スポーク表面は旋盤での切削ポリッシュのダイヤモンドカットで、最近は似せた仕上げとしてブラッシュド細目で仕上げる事も多いですが、今回はあくまでオリジナル状態ご希望でしたので、同じくダイヤモンドカット仕上げで行います。
ダイヤモンドカットは旋盤切削になるので、リムがあまり深い場合は、リムが邪魔になり旋盤刃物がスポーク表面まで届かないので、こういう場合はアウターリムを分解する必要がありますが、ロンシャンは溶接で組付けられているので、アウターリムの溶接をカットしてリムを切り離します。
アウターリムを切り離し、ディスクとインナーになったところで、先にスポーク窓のブラック塗装を行います。
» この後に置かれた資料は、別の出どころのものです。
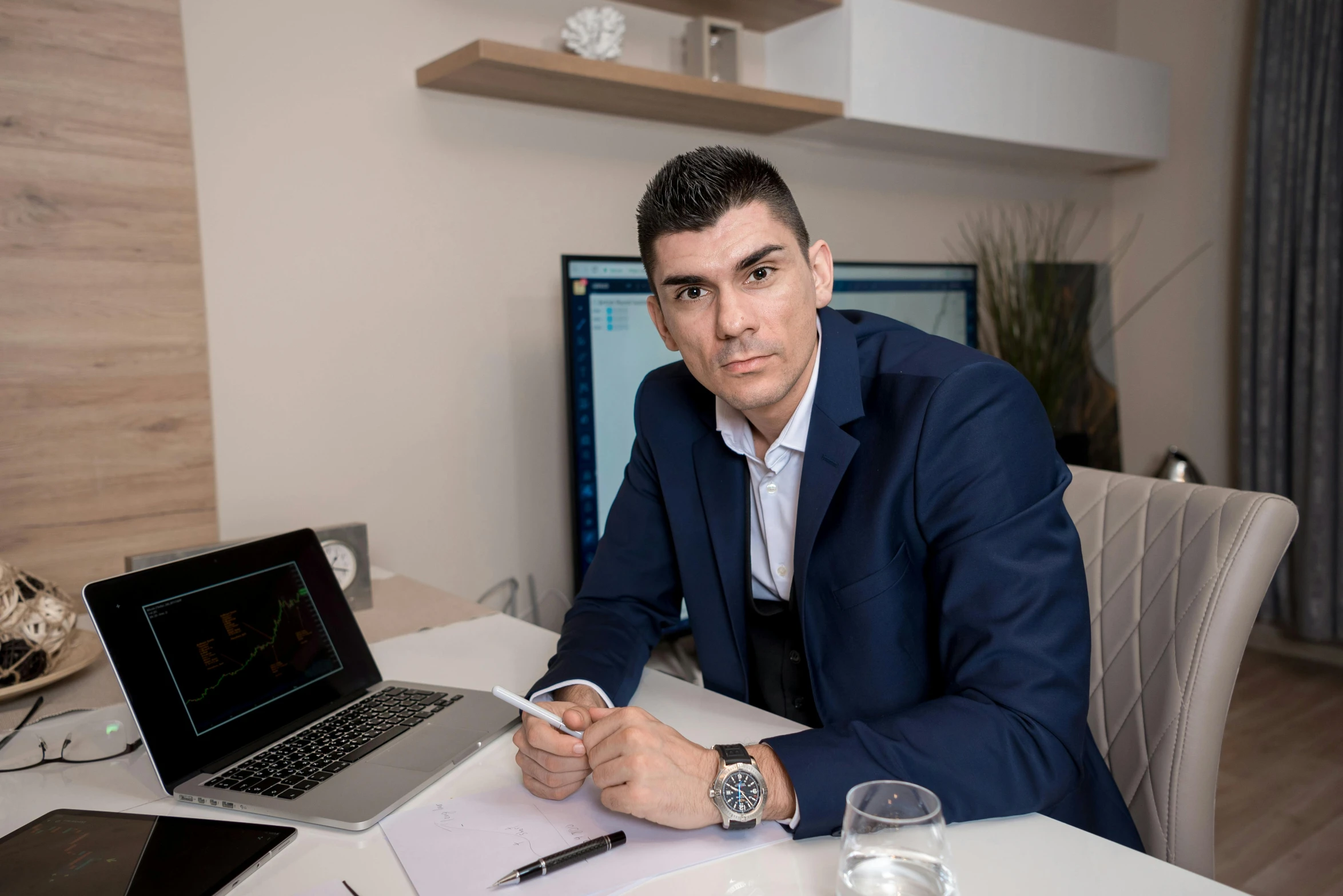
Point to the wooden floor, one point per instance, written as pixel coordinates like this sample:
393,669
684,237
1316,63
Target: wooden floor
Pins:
1280,788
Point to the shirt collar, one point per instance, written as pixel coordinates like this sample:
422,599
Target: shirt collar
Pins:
736,428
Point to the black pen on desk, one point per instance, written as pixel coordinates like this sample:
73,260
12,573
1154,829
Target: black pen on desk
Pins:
562,859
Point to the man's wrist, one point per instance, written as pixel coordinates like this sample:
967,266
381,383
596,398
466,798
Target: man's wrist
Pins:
782,801
579,694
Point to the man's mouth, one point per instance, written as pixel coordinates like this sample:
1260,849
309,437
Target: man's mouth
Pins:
747,365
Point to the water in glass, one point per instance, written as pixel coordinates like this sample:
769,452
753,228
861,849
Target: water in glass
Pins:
894,874
895,843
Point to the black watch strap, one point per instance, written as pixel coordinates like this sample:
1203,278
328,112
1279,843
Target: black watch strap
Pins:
734,753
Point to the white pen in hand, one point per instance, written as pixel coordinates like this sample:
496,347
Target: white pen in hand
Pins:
531,709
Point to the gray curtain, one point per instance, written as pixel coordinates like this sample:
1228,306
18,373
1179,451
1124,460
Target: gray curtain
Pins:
1291,385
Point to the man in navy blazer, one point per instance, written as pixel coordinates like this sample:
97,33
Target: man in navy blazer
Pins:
934,624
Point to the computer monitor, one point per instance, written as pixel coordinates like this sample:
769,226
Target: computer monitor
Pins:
611,345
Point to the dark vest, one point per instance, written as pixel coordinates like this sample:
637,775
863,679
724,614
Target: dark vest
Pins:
776,663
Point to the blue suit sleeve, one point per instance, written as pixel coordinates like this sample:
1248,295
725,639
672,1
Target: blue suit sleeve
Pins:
632,590
1005,733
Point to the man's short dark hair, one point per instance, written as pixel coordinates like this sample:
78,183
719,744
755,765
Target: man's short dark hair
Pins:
698,188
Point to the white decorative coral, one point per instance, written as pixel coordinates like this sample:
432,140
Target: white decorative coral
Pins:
595,33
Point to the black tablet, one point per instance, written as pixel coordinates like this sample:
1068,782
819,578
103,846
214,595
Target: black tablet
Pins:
114,854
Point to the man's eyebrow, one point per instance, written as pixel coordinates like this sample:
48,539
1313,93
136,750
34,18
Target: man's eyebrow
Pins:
684,279
691,279
758,257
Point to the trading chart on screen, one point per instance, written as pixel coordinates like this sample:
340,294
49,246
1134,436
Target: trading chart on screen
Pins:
233,648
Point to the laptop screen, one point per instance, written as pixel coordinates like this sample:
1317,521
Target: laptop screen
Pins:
221,651
240,646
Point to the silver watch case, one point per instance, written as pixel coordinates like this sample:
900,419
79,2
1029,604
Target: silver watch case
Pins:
716,792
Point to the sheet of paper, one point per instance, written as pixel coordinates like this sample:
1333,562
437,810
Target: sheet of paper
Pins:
463,845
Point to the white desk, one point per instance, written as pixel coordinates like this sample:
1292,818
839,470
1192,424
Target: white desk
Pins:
1002,858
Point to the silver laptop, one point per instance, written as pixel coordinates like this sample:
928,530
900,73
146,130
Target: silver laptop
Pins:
254,689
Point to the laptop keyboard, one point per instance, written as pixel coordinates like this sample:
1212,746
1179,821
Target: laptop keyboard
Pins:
296,765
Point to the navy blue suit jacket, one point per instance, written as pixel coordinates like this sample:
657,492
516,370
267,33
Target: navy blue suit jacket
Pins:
939,580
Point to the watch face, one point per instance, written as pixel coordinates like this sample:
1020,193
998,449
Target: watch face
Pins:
740,793
344,564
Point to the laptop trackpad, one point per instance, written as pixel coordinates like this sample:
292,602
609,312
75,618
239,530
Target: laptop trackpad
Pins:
428,753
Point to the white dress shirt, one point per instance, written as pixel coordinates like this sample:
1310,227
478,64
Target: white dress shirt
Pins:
775,482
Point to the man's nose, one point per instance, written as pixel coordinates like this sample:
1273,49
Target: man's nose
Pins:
736,314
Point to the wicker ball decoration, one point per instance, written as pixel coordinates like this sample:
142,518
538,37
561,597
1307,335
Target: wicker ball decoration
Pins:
35,620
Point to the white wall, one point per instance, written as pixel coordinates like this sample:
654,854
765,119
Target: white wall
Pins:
1177,354
382,266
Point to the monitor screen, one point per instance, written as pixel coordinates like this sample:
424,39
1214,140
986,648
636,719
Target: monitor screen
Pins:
611,345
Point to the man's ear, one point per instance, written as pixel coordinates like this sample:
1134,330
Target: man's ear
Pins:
822,271
660,322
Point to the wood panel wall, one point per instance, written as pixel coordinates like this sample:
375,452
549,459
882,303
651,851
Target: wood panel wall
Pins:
105,428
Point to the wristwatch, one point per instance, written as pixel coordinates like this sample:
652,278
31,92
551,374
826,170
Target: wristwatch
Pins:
739,790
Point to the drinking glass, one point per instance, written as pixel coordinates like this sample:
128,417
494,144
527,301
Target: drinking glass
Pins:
895,843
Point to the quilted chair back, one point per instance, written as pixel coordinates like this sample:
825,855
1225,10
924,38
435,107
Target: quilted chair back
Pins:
1175,574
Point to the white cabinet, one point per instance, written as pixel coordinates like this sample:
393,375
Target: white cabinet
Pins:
924,81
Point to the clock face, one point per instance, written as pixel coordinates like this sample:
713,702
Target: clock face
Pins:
344,564
742,793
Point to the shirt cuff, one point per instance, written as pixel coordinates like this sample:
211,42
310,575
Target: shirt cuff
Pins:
544,697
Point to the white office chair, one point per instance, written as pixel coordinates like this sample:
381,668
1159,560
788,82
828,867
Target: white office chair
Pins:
1175,574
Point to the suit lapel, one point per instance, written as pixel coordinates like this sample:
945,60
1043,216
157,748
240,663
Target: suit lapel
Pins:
838,402
722,477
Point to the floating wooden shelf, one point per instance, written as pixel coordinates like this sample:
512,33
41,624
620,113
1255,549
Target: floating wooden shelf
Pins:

元の塗装を剥離、ブラスト研磨後にまずはブラックをパウダーコートします。
焼付けてブラックを硬化後に、インナー側を綺麗に研磨します。
最後にスポーク表面をダイヤモンドカットをします。
アウターリムは、回転研磨後にバフ磨きでポリッシュにし、さらにバレル仕上げ研磨にかけ、綺麗な鏡面ポリッシュにします。
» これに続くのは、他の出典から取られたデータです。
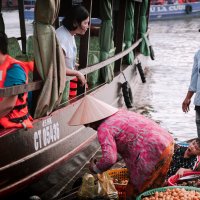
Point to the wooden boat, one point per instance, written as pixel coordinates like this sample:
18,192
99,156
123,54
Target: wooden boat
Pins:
163,10
39,161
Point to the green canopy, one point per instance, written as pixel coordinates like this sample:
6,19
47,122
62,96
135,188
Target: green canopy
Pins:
144,48
129,31
49,58
106,39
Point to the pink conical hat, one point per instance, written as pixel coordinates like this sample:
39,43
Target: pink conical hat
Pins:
91,110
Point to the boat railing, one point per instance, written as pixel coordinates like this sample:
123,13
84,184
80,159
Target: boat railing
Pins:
36,85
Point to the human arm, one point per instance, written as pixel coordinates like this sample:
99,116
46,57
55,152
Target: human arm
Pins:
187,101
79,75
181,171
7,104
15,76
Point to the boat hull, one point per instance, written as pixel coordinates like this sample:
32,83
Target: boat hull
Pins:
52,145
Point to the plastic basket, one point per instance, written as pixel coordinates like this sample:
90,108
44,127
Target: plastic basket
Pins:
120,174
172,181
163,189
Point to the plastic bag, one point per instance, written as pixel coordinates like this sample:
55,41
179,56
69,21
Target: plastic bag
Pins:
106,186
102,188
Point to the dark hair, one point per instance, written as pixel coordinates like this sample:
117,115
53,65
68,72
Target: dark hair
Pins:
3,43
74,17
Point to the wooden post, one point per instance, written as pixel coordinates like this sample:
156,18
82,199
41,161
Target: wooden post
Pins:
22,25
119,38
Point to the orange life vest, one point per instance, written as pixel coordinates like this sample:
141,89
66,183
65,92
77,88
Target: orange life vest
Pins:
19,116
73,87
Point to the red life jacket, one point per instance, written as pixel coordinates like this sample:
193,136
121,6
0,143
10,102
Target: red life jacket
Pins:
19,116
73,87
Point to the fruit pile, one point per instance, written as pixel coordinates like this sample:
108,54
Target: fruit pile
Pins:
194,183
117,181
174,194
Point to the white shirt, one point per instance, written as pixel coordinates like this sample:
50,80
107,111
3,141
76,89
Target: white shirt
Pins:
68,44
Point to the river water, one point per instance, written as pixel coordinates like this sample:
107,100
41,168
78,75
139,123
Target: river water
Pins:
175,43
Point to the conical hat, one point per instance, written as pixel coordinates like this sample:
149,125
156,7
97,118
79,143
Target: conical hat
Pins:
91,110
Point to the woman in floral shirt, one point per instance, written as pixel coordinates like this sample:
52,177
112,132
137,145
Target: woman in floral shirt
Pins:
145,147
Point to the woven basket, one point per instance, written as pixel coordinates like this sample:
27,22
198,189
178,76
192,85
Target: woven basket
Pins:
120,174
163,189
173,179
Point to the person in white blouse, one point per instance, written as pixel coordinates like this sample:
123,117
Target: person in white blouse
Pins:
76,22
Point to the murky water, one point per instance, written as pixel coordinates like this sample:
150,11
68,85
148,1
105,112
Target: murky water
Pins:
174,43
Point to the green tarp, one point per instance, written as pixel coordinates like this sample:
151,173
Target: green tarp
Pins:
106,39
144,47
49,58
129,31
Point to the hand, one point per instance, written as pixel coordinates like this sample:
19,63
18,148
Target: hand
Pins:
92,165
81,78
181,171
186,105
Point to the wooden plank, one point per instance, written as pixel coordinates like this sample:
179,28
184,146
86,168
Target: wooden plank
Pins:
36,85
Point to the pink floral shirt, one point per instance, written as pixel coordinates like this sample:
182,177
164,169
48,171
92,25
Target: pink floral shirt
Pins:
139,140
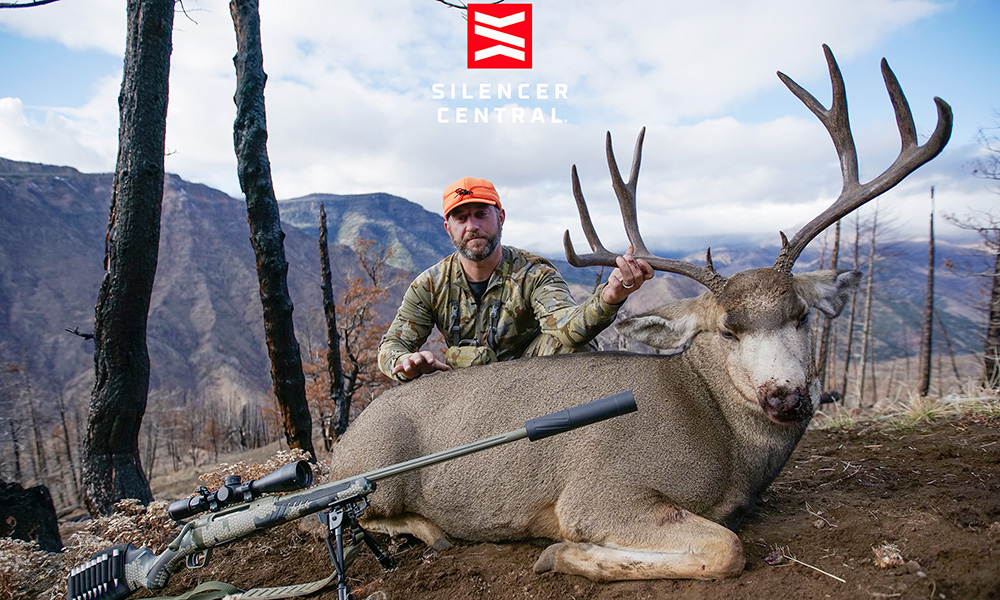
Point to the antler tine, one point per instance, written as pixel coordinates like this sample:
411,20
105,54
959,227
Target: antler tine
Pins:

クリアー塗装も出来ますが、ロンシャンのようにリムを直にフランジナットで締め付けるタイプは、クリアー塗膜に食い込んでいき、そこから水分が入り込み早期に白錆びは出るので、クリアー塗装はしない方が良いと思います。
アウターリムを組付けます。
ロンシャンはM8ボルト10本付いているので、溶接は必ずしも必要と言う事もないようにも思いますが、再溶接もご希望でしたので、元のように溶接をし直します。
完成です。
トップコートのクリアーは、ダイヤモンドカット仕上げの場合は溶剤ウレタン塗装のクリアー塗装、ブラッシュド細目仕上げの場合はパウダーコートのクリアーになります。
塗装(クリアー)の強度でいくと、ブラッシュド細目+パウダーコートクリアーの方が耐久性は強いです。